Selon les organisateurs, ils étaient près de 10000 à battre le pavé dans les rues de La Roche-sur-Yon. Un long ruban pavoisé de drapeaux syndicaux (CFDT, CGT, FO, CFTC, CFE-CGC, Unsa, Solidaires, FSU, etc.) et de calicots revendicatifs, ironiques ou grinçants. De mémoire de syndicaliste, pour retrouver telle affluence, « il faut remonter aux manifestations anti-CPE », se souvient Jean-Marc Jolly, de la CGT.
Denis Turbet-Deloff, de Solidaires, se souvient de pareille mobilisation, en 1995, « lors des manifs pour la défense des retraites et de la Sécu ». Hier, pas de revendications corporatistes, plutôt un package de récriminations, mêlant défense de l'emploi, du pouvoir d'achat et du service public, mais aussi parfois désarroi.
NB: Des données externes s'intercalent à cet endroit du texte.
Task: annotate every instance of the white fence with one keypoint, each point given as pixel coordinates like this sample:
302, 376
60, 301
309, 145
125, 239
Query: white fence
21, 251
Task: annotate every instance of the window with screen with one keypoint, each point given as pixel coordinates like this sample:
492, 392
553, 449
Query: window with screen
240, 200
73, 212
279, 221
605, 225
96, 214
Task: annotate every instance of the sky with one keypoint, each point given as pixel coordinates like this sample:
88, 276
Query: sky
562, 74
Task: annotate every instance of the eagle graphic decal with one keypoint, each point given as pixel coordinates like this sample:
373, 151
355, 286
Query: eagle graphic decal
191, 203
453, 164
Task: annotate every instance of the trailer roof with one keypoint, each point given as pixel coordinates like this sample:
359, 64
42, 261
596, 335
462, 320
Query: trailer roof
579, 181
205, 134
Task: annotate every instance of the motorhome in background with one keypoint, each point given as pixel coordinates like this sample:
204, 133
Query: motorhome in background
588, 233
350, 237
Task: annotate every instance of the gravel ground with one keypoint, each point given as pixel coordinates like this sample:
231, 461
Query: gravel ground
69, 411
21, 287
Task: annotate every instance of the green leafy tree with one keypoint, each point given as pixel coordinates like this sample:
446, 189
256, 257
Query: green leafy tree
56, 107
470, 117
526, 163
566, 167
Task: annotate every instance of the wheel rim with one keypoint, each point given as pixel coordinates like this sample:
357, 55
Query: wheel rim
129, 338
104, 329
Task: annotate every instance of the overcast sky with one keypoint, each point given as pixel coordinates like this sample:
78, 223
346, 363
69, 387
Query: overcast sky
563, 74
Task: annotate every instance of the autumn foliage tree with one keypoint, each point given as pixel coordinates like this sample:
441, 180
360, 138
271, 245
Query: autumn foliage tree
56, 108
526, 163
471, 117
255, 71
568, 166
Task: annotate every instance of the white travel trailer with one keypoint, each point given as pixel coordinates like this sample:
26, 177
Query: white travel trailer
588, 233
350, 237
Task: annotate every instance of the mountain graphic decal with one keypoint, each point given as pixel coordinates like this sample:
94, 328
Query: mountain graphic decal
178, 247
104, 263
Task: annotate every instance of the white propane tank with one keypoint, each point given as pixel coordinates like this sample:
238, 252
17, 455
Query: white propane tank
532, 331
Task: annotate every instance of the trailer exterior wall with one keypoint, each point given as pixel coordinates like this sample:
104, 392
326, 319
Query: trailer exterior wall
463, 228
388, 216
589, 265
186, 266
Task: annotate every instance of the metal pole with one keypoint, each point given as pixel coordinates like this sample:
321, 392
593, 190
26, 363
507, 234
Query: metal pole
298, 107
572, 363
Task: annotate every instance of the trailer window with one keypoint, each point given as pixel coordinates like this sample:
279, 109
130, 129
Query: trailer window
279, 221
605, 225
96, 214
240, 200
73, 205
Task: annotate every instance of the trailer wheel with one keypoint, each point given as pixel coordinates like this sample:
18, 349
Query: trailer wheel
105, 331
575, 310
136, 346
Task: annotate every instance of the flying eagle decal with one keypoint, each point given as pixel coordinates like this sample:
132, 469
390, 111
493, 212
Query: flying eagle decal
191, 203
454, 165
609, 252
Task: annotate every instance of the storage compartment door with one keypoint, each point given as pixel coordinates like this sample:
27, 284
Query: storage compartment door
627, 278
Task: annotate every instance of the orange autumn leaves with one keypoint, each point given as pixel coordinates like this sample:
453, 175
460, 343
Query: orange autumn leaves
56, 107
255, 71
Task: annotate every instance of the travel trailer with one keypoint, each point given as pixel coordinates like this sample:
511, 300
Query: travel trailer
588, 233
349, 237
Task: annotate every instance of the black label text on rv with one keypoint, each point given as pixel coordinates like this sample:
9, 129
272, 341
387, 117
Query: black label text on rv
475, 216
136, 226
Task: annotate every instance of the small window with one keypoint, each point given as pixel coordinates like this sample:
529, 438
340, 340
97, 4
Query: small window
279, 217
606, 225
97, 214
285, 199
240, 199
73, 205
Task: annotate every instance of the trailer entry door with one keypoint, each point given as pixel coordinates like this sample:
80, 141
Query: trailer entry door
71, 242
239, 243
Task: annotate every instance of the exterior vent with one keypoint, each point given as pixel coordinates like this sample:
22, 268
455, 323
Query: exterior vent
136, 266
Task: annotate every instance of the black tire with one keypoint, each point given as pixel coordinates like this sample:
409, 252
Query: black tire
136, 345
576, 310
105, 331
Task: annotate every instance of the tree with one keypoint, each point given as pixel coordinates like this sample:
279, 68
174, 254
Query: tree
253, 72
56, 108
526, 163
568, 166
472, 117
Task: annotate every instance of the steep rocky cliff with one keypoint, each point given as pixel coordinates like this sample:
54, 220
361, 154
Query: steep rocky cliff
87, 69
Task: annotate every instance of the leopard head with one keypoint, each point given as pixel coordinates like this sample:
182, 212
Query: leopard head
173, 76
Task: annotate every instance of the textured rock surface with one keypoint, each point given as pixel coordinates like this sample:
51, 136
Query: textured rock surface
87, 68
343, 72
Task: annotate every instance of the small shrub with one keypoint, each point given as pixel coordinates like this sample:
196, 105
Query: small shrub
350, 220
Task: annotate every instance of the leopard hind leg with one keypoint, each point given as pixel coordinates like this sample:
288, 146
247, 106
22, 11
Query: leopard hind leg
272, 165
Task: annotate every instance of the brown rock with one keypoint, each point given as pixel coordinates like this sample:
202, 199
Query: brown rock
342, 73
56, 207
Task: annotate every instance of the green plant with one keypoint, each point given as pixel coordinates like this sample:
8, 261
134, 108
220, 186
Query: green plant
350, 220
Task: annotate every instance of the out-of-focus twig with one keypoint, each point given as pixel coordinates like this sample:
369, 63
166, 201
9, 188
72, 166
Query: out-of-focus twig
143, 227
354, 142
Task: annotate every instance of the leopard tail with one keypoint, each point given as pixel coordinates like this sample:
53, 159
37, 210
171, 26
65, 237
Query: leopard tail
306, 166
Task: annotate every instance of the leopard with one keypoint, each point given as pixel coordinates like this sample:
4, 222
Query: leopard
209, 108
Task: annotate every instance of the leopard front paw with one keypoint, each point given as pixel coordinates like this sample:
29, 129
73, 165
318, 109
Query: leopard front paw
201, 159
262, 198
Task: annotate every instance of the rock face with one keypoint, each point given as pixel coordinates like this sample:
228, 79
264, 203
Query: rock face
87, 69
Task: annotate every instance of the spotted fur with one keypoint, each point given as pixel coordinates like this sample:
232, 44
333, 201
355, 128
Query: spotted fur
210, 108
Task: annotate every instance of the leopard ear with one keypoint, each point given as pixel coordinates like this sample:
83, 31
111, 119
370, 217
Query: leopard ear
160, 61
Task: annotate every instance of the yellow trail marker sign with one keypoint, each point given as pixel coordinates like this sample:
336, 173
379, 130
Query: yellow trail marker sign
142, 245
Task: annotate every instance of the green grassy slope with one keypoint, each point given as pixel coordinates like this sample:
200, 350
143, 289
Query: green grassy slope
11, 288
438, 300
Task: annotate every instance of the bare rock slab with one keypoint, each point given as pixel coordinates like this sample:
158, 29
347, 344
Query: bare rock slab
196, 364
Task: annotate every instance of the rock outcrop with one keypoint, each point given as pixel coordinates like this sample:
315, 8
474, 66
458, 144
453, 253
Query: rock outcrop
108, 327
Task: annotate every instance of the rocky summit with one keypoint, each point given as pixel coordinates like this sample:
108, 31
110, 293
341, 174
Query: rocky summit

Principal dénominateur commun à tous les manifestants, le rejet, en bloc, de Nicolas Sarkozy et de sa politique. « Parce qu'il est en train de faire disparaître tout ce qu'on a réussi à bâtir au cours des quarante dernières années, en particulier une solidarité qui a toujours cimenté notre société », analyse Guy Ruchaud, qui ne compte plus le nombre de manifestations à son actif.
« Je dis merci aux syndicats »
Hier, il était encore là, avec son épouse, « parce que les retraites par répartition vont disparaître, mais aussi parce que les salariés ont du mal à vivre et que le chômage progresse ». Gilles, autre jeune retraité, était partagé entre l'étonnement, « devant une telle affluence », et une certaine émotion. Il y a bien longtemps qu'il n'avait pas manifesté. « Je dis merci aux syndicats qui ont su s'allier. » Olivier, un quadra travaillant dans la banque, est là aussi, « par solidarité avec ceux qui soufrent, même si moi, je ne suis pas vraiment à plaindre ». Dans l'interminable cortège, s'étirant sur près d'un kilomètre, les lycéens sont là. Comme Simon, qui est « contre les réformes de Darcos et contre une forme de dictature moderne ».
Quelques élus socialistes sont là aussi, en particulier ceux de La Roche-sur-Yon. Pour l'occasion, ils ont revêtu leur écharpe tricolore, signe ostentatoire que l'heure est grave. Pierre Regnault, le maire, dans un mélange de gravité et de gourmandise, tacle la politique sarkozyste qui a mis les gens dans la rue. « Cette politique favorise les classes aisées au détriment des plus faibles. »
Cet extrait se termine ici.